# Spanish knife fighting



## XOPC

Hi All!

I wonder if there are any specialists of Spanish knife fighting art. I am from Ukraine, and the art of knife fighting is becoming more and more popular here. 

However knife fighting is mostly represented by a system developed here by karate trainers called tanto-koi, or by a limited amount of moves or drills within uniarmed combat systems, like Kadochnikov Russian Style System.

I myself studied Kadochnikov system for 5 years, and I can say, they really give some very simple and very practical skills relating to working with the knife, but they are all good for a very short-time situation, and in case if the fight keeps longer, they will not work. 

From what I heard about the Spanish knife fighting, it is quite a complex knife fighting system suggesting solutions for any situation. 

I am not sure, whether there are any actual navaja schools in Spain, but as I was told this art is still taught as something commonly known within families in Spain and Mexico, where professional knife fights were held up to 1930's.

Will also appreciate any links to schools or instructors' websites.


----------



## Carol

It's very difficult to say.  I've participated on a Spanish-language forums dedicated to knife enthusiasts, and most of the tales surrounding Navaja fighting are more myth than reality.  Unfortunately there are more than a few people out there that are trying to profit off the some of the tales of Navaja fighting....most have videos and books for sale that are full of unprovable points.    Most Spaniards that I've talked to that have were seriously in to bladed martial arts tended to prefer the Filipino arts for knife fighting and other edged weapon combat skills.  Keep in mind the Philippines were a Spanish colony for over 300 years.

The Navaja was a very unique folding blade.  It was cumbersome to work with and made a very distinct noise when it was open...perhaps so the other other guy would know what was coming.  The traditional Navaja wasn't used as a defensive weapon, it was a dueler's weapon.

That stands in sharp contrast to the modern knife-fighting systems focus on training with blades that are easy...and quiet...to deploy and sheath.  Many are anodized to keep light from reflecting off the blade's surface.

Now, the Spanish word "navaja" simply means a folding blade or pocket knife. Nothing more.

Andalusian Spain maintains their wonderfully rich traditions of blade-making.  The cutlery shops in the area are like nothing else in the world.  The area has some wonderful people with a very rich history.  
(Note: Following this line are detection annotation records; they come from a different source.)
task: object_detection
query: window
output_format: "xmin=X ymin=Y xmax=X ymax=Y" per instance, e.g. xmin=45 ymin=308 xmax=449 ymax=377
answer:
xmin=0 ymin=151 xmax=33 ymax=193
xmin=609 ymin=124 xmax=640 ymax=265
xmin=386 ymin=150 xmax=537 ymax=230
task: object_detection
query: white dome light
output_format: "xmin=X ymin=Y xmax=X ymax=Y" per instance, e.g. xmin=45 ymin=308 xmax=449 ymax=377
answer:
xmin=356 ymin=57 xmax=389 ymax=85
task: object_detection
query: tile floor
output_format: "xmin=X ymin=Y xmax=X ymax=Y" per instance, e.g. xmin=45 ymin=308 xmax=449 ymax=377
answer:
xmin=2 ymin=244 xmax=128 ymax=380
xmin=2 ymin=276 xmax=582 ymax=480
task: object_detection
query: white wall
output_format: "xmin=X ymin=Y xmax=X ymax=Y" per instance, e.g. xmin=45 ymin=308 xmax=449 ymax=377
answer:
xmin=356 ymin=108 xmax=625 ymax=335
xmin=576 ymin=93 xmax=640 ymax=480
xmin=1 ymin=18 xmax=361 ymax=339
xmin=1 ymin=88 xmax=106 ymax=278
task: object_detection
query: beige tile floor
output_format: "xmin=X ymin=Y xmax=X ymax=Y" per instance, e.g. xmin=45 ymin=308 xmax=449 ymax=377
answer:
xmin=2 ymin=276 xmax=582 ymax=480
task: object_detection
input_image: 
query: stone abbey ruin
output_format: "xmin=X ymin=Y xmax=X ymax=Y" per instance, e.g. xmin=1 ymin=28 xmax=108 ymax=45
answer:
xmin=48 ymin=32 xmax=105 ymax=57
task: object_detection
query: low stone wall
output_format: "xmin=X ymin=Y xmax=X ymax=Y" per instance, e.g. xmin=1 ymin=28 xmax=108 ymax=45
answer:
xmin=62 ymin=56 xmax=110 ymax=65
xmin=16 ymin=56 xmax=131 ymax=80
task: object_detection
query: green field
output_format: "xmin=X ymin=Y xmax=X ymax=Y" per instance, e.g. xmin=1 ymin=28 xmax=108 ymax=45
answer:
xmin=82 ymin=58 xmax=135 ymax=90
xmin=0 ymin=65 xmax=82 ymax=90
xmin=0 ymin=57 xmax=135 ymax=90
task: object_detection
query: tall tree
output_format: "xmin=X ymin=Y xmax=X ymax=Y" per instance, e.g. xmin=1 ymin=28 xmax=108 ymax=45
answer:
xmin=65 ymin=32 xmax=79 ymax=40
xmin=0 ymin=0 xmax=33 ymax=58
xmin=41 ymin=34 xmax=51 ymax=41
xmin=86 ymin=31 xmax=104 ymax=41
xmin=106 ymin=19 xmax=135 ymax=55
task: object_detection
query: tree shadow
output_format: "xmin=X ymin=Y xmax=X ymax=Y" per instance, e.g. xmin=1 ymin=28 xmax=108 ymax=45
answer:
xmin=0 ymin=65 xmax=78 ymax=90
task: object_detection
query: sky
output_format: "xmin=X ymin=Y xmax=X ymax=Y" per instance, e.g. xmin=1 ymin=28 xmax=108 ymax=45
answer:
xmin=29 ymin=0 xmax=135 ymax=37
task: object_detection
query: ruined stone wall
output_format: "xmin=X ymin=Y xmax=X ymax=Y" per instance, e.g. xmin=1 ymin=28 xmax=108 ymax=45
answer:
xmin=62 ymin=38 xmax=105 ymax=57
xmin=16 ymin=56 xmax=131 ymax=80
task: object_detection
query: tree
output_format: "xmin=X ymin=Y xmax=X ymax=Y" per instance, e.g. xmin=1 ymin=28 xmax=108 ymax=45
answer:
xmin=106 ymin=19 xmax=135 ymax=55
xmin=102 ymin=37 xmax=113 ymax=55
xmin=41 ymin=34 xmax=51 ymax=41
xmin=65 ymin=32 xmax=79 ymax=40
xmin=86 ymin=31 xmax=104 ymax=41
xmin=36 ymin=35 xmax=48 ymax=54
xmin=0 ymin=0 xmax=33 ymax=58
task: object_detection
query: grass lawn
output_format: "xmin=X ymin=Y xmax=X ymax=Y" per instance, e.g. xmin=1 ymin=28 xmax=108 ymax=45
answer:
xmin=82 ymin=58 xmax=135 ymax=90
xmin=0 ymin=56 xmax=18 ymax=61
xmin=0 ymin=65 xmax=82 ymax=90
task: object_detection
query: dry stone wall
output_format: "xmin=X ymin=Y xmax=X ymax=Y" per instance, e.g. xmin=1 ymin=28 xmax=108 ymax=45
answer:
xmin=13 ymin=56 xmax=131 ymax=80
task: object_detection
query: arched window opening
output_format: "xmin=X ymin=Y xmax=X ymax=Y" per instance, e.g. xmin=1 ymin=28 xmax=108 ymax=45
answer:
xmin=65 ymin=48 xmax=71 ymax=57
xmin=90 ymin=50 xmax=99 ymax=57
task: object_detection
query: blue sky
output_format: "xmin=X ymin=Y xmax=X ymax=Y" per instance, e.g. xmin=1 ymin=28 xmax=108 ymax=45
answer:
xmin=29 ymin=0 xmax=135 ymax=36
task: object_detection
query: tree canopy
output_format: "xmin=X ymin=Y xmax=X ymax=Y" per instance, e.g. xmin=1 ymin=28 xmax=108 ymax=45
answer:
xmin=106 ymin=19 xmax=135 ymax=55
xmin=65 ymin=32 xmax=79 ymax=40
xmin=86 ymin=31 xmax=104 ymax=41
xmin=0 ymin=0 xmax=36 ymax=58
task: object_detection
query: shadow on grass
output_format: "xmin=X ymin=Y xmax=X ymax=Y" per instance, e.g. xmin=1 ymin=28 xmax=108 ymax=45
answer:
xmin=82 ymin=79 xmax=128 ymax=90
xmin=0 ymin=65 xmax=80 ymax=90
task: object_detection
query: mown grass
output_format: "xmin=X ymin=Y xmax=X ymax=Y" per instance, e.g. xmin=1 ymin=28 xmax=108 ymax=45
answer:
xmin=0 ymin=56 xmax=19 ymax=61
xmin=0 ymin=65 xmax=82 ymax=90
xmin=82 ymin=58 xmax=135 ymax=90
Please be careful as you explore this part of martial history.  You will find some amazing artisanship, but within there are also people that make up stories for the chance at some quick cash.  Please be extra extra careful if you do not speak Spanish.

Good luck and stay safe :asian:


----------



## harold

XOPC said:


> Hi All!
> 
> I wonder if there are any specialists of Spanish knife fighting art. I am from Ukraine, and the art of knife fighting is becoming more and more popular here.
> 
> However knife fighting is mostly represented by a system developed here by karate trainers called tanto-koi, or by a limited amount of moves or drills within uniarmed combat systems, like Kadochnikov Russian Style System.
> 
> I myself studied Kadochnikov system for 5 years, and I can say, they really give some very simple and very practical skills relating to working with the knife, but they are all good for a very short-time situation, and in case if the fight keeps longer, they will not work.
> 
> From what I heard about the Spanish knife fighting, it is quite a complex knife fighting system suggesting solutions for any situation.
> 
> I am not sure, whether there are any actual navaja schools in Spain, but as I was told this art is still taught as something commonly known within families in Spain and Mexico, where professional knife fights were held up to 1930's.
> 
> Will also appreciate any links to schools or instructors' websites.


 
I personally have never heard of Navaja.My training in edged weapons has been Filipino which I enjoyed a lot.I have also had the opportunity to see some of Mike Kanarek's Haganah knife work and I enjoyed it also.


----------



## jks9199

You might also want to ask in the Western Martial Arts forum here.  I know we have some very knowledgable people who train in Western martial arts.  I know that there is at least one very complex Spanish dueling style based on the circle and geometry; they may be able to shed some more light.


----------



## XOPC

Thanks everyone for replying.

*Carol*, I also had this feeling, when I was discussing this at our Russian forums, so I decided to chek here, whether I could find anyone, who can tell me something realistic about this style.

*jks9199*, I think this is what I thought of. I have reposted this message in the Western MA section, I hope someone practicing this style will reply.

Thanks again


----------



## arnisador

The _Basque _knife is the 'saca tripa'.


----------



## Bodhisattva

XOPC said:


> Hi All!
> I am not sure, whether there are any actual navaja schools in Spain, but as I was told this art is still taught as something commonly known within families in Spain and Mexico, where professional knife fights were held up to 1930's.
> 
> Will also appreciate any links to schools or instructors' websites.


 
Jeez. Pro Knife Fights must be really depressing to watch.


----------



## thardey

jks9199 said:


> You might also want to ask in the Western Martial Arts forum here.  I know we have some very knowledgable people who train in Western martial arts.  I know that there is at least one very complex Spanish dueling style based on the circle and geometry; they may be able to shed some more light.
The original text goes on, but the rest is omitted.